GERMAN 297- Special Topics in German Literature- Graduate Film Studies: The Case of Cinema in Germany
Jaimey Fisher- Tuesdays 1:10-4:00
The seminar introduces graduate students to research and teaching in film studies, primarily by offering an overview of the history of German cinema. The course will take up the major periods of German film history, including the Weimar, the Nazi, the 1950s-60s, the New German Cinema, and the contemporary (Berlin-School) periods, but also probe this conventional periodization. The seminar will engage each film in its historical, political, and economic context and provide some theories of how these contexts can relate to film itself. Special attention will be to attendant theories of film and media as well as to how to effectively teach with them. The seminar will focus on the formal and technical aspects of these films, particularly how they represent via a technique that self-consciously mimics or resists (even when instrumentalizing) the classical Hollywood system. Among the historical and national themes this very rich cinema brought forth are: modernity and trauma in the Weimar era, the impact of the Nazi movement on media, postwar German reconstruction, feminism, political radicalism and terrorism in the 1970s, the “micropolitics” of the home and sexuality, and its relationship to Hollywood as well as to American political hegemony. Knowledge of German welcome, but not required.

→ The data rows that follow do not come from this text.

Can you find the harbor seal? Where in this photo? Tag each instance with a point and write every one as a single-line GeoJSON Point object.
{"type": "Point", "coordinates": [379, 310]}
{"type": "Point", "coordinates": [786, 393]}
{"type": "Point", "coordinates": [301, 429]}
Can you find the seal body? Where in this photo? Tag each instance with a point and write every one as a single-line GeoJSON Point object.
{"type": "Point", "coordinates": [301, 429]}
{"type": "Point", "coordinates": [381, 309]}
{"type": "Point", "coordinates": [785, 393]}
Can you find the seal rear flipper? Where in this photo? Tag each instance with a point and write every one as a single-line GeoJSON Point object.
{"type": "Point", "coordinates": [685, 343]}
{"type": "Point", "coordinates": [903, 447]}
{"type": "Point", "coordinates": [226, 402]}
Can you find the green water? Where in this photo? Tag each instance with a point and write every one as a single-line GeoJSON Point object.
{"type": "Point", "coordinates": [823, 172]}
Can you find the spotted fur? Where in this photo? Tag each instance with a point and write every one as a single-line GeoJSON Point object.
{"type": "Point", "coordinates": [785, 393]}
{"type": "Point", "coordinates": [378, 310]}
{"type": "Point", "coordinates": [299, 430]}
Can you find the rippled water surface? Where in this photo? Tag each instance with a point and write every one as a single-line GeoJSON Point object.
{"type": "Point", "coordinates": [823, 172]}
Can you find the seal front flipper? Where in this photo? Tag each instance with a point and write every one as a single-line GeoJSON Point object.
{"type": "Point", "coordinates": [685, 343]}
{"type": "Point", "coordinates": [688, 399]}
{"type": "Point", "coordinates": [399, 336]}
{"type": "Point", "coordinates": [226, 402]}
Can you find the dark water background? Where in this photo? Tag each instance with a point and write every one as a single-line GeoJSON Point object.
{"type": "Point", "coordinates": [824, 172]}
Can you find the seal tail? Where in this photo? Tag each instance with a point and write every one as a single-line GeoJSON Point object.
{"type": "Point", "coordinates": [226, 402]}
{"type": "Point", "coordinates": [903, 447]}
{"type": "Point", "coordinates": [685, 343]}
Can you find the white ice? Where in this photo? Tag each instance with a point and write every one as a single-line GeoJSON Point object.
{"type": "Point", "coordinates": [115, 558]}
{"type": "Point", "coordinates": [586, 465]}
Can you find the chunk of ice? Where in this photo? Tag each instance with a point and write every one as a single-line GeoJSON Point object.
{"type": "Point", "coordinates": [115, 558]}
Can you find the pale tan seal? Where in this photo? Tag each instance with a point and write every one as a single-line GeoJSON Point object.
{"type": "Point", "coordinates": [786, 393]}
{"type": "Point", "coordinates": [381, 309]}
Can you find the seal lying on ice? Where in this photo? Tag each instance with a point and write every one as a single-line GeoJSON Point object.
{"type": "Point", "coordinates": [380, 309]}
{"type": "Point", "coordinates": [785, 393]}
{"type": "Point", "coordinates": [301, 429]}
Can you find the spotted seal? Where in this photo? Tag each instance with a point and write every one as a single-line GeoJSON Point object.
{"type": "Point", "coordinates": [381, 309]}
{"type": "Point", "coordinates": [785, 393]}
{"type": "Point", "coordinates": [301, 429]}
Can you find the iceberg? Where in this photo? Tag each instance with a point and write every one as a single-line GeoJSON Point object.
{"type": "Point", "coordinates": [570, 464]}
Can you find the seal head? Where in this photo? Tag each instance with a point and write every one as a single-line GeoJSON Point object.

GERMAN 297- Special Topics in German Literature- Elisabeth Krimmer- Tuesdays 1:10-4:00
This course examines the life and works of Heinrich von Kleist against the backdrop of revolutionary turmoil in Europe and the Americas and the Wars of Liberation. It also situates Kleist with respect to German Classicism and Romanticism and contemporary philosophy, in particular, Kant and Fichte.
The offspring of an aristocratic military family, Kleist lived a tumultuous life: he embarked on a career as an officer, was arrested as a spy, held various government positions, started a newspaper, and committed murder-suicide in 1811. His texts are notorious for their unique style and great ideological pliability. His drama Hermannsschlacht, for example, was the most performed play during the Third Reich, but is also a favorite of the anti-imperial left. In exploring Kleist’s works, we will pay particular attention to conceptualizations of the body, language, and identity, the representation of race and gender, and concepts of war and terrorism.
Texts to be discussed include Michael Kohlhaas, Penthesilea, Die Marquise von O, The Earthquake in Chili, Betrothal in St. Domingo, The Broken Jug, On the Gradual Production of Thoughts while Speaking, and others.
GERMAN 297- Special Topics in German Literature-Max Kade Visiting Professor- Hans Richard Brittnacher-Tuesdays 1:10-4:00
Professor Brittnachers' work focuses on fantastic literature and the intermediality of the fantastic, literary history of the Goethe period and the fin de siècle, outsiders and minorities in literature, gypsies and popular culture.